Selon la Banque mondiale, il y a un écart considérable entre la part de l’agriculture dans le PIB (12 à 15% dans les pays d’Afrique subsaharienne pour la période allant de 1990 à 2006) et sa part dans la main-d’œuvre. En effet selon l’Organisation internationale du travail (OIT), l’agriculture représente 65 % du nombre total d’emplois en Afrique Subsaharienne. Cette faible productivité est en déphasage avec la croissance rapide de la population, selon la FAO qui estime que l’augmentation de la production agricole repose plutôt sur l’expansion des terres de culture ou d’élevage que sur une quelconque amélioration des moyens de production. D’où la nécessité pour les États de fournir des efforts pour améliorer la productivité et la compétitivité de leurs systèmes agroalimentaires en assurant, dans le même temps, des moyens de subsistance viables qui génèrent assez de nourriture, de revenus et d’emplois .

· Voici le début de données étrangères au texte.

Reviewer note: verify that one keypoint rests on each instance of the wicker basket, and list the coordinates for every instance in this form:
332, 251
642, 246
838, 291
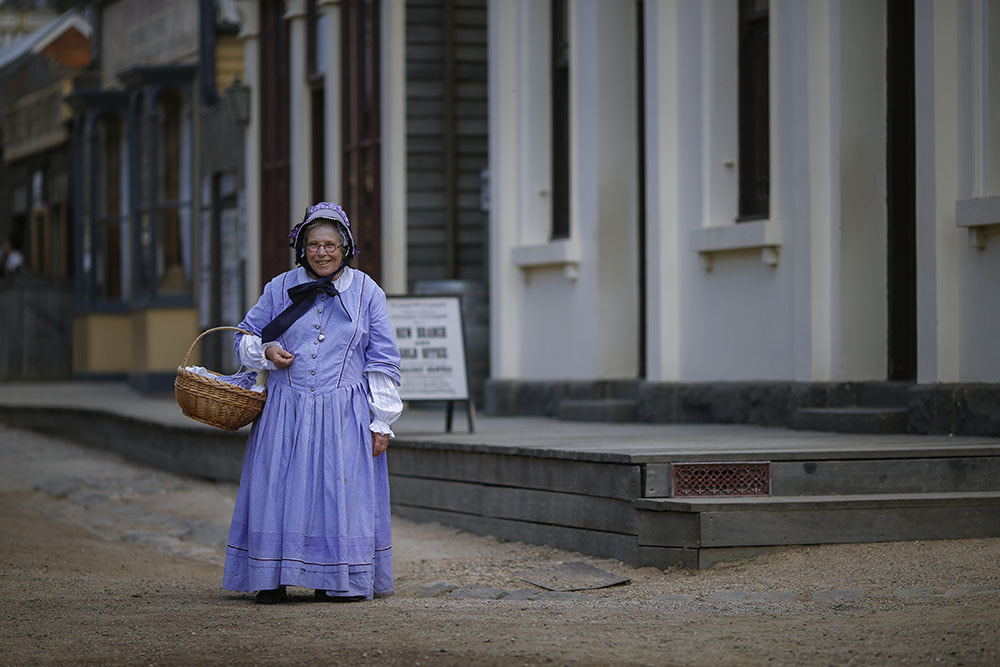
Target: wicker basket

Cet appel à la promotion de l’agrobusiness a été bien accueilli par les gouvernements africains. Au niveau de l’Union économique et monétaire ouest-africaine (UEMOA) et de la Communauté économique des Etats de l’Afrique de l’Ouest (CEDEAO), les représentants des producteurs notamment le Réseau des organisations paysannes et de producteurs de l’Afrique de l’Ouest (ROPPA) sont tout de même parvenus à faire prévaloir une politique agricole qui s’appuie sur la modernisation des exploitations familiales. Les concertations ont permis de s’entendre sur le fait qu’aucune des formes d’exploitation ne doit être exclue.
Toutefois, aujourd’hui encore, le débat est loin d’être épuisé. Les organisations paysannes pensent qu’en réalité, les décideurs sont plutôt préoccupés par la recherche d’investisseurs étrangers que de renforcer les capacités des petits exploitants.